In its decision 5A_656/2019 of June 22, 2020, the Federal Supreme Court was given another opportunity to revisit in more detail the procedure around non-disclosure of a debt collection request pursuant to Art. 8a para. 3 lit. d of the Swiss Debt Enforcement and Bankruptcy Act.
In Switzerland, anyone may initiate debt enforcement proceedings against anyone. Proof of a claim is not required, which is why individuals or companies are repeatedly facing debt collection proceedings for disputed or even non-existent claims. Such acts of chicanery can have an extremely negative impact on the (alleged) debtor, as they are recorded in the extract from the debt enforcement register which can also be viewed by third parties. For example, they can become a severe detriment to a person who is looking for a rental apartment, or to a company at a public tender.
Since January 1, 2019, the law grants the (alleged) debtor the right to have individual debt enforcement proceedings excluded from the right of inspection by third parties, provided that the debtor has filed an objection to the respective debt collection request and submits the necessary motion no less than three months after service of the payment order. If the creditor then fails to demonstrate within 20 days that he has timely initiated a proceeding to remove the objection, the debt collection request will no longer be visible to third parties and it no longer appears on the extract from the debt enforcement register. However, if the creditor subsequently submits an application for the objection to be set aside in a summary proceeding, the respective debt collection request becomes visible again for third parties.
Information about a debt collection request is further denied to third parties if the debt collection is considered to be null and void because it was cancelled based on an appeal or a court decision, if the debtor prevails with an action for recovery, or if the creditor has withdrawn the debt collection request. If none of these special circumstances apply, the right of third parties to inspect the documents expires five years after conclusion of the proceedings.
A refusal to consider the application for the objection to be set aside on its merits does not result in a refusal of the right of inspection
In the present case, the creditor applied for the objection to be set aside in summary proceedings. However, the competent court did not respond to the request. The debtor argued that the court’s decision to refuse to consider the request justified a refusal of third parties’ right of inspection based on Art. 8 para. 3 lit. d of the Swiss Debt Enforcement and Bankruptcy Act and, therefore, the debt collection request should no longer be disclosed to a third party.
In its first decision 5A_319/2020 of May 7, 2020 on Art. 8 para. 3 lit. d of the Swiss Debt Enforcement and Bankruptcy Act, the Federal Supreme Court stated that the debt enforcement office may only decide whether or not a procedure to eliminate the objection to the payment order was actually initiated, but not whether such procedure was initiated rightfully or wrongly or what the presumed outcome would be.

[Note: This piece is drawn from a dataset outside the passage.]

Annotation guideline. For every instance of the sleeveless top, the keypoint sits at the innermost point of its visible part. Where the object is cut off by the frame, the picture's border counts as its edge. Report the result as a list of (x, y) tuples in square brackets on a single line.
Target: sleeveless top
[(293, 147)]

In the current decision, the Federal Supreme Court was dealing with the different doctrines on non-disclosure of a debt collection request under Art. 8 para. 3 lit. d of the Swiss Debt Enforcement and Bankruptcy Act and, after an interpretation of the respective language, came to the conclusion that the initiation of proceedings to eliminate the objection under Art. 79-84 of the Swiss Debt Enforcement and Bankruptcy Act (which includes a legal opening procedure) is sufficient for the debt collection request to remain disclosed to third parties. It is not necessary for the creditor to prevail in the respective proceedings. The materials relating to the legislative process, in particular the votes of members of the parliament, also support this interpretation. The purpose of an extract from the debt enforcement register is to ensure that justified debt collection requests are visible to third parties. The application for the objection to be set aside is an indication that debt collection is justified, for the following reasons: While the creditor can initiate debt collection proceedings with little effort and at low cost, the effort and costs involved in proceedings for setting aside the objection are significantly higher. As a rule, a creditor will only assume those if he considers his claim to be justified.
Accordingly, the Federal Court dismissed the debtor’s complaint.
With this decision, the Federal Supreme Court clarified the question whether an unsuccessful proceeding for setting aside the objection also justifies the non-disclosure of debt collection to third parties based on Art. 8 para. 3 lit. d of the Swiss Debt Enforcement and Bankruptcy Act. The Federal Supreme Court denies this. Even after an unsuccessful application for the objection to be set aside, the debt enforcement request would still be disclosed to third parties.
If the (alleged) debtor nevertheless wishes to prevent disclosure of the debt collection to third parties, he can and must take action himself and bring an action against the (alleged) creditor for cancellation of the debt collection request or demonstration of non-existence of the claim.